Journalists often are tagged with sweeping labels: the liberal press, the mainstream media. The grammarian in me shivers every time someone says “the media has” or “the media is,” as if we were one singular body that meets every morning to plot out our strategy.

Media is a plural term. We reporters are individuals. We are just people who wake up every morning, drink our coffee, feed the dog, get kids off to school and do all the other mundane things of life.

Sometimes those lives are profoundly altered from the ordinary.

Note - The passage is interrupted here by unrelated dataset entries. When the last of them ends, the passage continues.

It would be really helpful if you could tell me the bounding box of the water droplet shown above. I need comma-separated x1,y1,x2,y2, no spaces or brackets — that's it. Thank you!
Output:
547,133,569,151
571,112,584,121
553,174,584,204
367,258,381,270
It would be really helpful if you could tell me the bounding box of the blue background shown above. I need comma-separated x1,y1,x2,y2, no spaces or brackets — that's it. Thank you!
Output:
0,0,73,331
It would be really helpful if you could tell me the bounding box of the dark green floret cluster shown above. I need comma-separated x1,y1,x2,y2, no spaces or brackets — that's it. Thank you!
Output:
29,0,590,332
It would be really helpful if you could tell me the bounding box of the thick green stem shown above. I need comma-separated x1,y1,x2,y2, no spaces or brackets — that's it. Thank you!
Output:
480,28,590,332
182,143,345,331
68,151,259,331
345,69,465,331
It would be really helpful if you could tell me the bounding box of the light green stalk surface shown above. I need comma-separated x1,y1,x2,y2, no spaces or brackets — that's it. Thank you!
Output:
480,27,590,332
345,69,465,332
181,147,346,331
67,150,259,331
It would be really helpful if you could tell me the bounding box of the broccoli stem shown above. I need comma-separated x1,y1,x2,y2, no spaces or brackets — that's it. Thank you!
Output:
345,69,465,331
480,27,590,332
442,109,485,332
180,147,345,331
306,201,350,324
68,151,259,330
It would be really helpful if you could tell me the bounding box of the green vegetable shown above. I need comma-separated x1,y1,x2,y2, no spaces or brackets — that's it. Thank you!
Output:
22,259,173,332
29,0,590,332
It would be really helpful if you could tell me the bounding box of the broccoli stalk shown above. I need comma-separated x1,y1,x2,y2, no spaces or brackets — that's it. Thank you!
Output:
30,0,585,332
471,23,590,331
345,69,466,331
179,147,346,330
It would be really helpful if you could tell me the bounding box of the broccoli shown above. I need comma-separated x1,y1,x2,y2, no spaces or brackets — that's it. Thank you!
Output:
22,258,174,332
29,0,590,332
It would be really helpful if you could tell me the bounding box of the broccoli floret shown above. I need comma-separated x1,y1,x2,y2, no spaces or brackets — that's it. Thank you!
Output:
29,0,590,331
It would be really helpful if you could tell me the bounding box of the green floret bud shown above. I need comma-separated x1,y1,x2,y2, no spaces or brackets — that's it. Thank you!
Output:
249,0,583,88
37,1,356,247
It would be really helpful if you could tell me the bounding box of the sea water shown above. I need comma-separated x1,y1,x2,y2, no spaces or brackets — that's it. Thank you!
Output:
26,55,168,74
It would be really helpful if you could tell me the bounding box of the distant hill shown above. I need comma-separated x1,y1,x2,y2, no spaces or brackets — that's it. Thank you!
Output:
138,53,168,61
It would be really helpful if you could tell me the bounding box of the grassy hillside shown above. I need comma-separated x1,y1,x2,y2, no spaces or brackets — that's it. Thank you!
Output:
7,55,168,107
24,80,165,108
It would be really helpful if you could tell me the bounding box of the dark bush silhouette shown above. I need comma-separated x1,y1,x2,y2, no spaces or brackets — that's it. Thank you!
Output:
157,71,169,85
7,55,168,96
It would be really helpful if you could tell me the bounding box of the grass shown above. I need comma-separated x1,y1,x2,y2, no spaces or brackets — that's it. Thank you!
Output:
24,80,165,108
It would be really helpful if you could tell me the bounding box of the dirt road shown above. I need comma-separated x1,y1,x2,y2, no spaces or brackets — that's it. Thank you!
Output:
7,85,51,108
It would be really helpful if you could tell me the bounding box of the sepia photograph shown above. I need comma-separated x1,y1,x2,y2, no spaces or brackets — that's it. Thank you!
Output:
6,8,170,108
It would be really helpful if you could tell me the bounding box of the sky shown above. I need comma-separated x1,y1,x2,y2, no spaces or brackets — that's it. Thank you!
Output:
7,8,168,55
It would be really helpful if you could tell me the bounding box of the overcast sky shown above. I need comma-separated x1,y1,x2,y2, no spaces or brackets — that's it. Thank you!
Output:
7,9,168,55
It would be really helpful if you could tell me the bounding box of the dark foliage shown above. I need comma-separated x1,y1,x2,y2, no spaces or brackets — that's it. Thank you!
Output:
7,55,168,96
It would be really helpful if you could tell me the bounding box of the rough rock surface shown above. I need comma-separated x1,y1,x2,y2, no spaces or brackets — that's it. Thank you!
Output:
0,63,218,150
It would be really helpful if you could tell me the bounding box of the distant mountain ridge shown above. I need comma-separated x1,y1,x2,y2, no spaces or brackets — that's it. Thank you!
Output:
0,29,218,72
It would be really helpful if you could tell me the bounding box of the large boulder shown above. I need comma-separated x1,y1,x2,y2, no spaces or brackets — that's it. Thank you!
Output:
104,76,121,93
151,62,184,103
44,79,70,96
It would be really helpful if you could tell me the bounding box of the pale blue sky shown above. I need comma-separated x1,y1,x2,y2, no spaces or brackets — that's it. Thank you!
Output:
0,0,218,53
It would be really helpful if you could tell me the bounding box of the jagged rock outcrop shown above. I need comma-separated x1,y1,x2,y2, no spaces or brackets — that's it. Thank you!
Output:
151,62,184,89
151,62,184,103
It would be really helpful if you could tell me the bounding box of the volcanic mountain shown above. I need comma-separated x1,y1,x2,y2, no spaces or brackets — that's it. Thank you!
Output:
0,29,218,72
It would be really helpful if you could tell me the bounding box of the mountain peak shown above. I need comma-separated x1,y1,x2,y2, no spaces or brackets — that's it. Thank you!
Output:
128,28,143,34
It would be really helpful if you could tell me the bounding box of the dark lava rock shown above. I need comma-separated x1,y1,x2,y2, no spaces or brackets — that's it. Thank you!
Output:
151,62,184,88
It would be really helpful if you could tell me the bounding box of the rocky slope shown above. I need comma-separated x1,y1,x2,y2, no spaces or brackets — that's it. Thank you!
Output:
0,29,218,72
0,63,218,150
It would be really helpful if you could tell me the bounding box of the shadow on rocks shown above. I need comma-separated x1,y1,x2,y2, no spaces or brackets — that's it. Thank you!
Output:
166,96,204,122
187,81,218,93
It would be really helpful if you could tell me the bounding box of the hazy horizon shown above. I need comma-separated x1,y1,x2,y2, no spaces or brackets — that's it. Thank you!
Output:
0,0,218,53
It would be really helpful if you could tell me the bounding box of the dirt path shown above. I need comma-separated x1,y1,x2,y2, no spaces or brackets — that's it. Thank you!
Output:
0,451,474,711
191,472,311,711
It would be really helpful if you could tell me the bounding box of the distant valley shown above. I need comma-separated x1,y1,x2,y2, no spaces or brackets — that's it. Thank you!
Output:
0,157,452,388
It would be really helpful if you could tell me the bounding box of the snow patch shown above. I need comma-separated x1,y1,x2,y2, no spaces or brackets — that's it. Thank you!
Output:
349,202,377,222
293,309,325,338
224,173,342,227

Terry had just wrapped up a tennis game when he was thrown into a trunk in Lebanon. Sharon Herbaugh’s life ended in a 1993 helicopter crash in Afghanistan, far from the Colorado home where her young daughter waited for her return. Anja Niedringhaus and Kathy Gannon were sitting in a car when an Afghan police officer opened fire on them in 2014, killing Anja instantly and leaving Kathy wounded. Last week marked the fifth anniversary of the death of my former editor Anthony Shadid, a husband and father, who died while making his way out of Syria on foot.

There are so many others.

Perhaps because I grew up in a small town here in the San Joaquin Valley, I was eager to know what was going on in the rest of the world. I joined the AP right after college because I knew it would give me the best chance to go abroad and bring news of the world to readers back home.

When I finally was given a foreign posting to Mexico City, I took part in an AP ritual that had us meet key editors for a series of dispatchment briefings. Two moments from that tour were particularly illustrative of the risks and responsibilities journalists accept.

In one, I sat with the head of our Latin American report. He warned me: Record every interview. You never want to be accused of misquoting someone. Things are different there, he told me, and if you were to make enemies with the wrong people, “it will be your fingernails, not mine.”

The other moment came on my trip to our bureau in Washington, D.C. It was this farm town girl’s first visit to the capital. Between meetings, I had a brief moment to rush over to the White House where, in awe, I stood at the side of the north lawn, staring at the presidential center of power. I was overwhelmed by the history of that place. I realized I was about to be a sort of ambassador – both a representative of my country and someone who would be the “eyes and ears” for my countrymen.

Not too long ago, my love for California brought me to Merced. I wanted to tell the stories of a place like my own hometown. I wanted to be the eyes and ears of a community like the one I’d grown up in.

Despite the years, I’m still an idealist. A print of the famous Norman Rockwell painting “Freedom of Speech” hangs in our newsroom and, hokey as it may be, it still inspires me.

There is no great conspiracy, folks. The press may anger some people at times; it’s part of our mission. We are democracy’s watchdogs and, when done right, we pursue news with neither fear nor favor.

Rarely, if ever, are we called heroes. And that’s OK, though I know many who deserve the recognition.

At the end of the day, we’re just people. We go home, pet the dog, wash the dishes and tuck our children into bed. And, for many, we know we’re lucky to do so.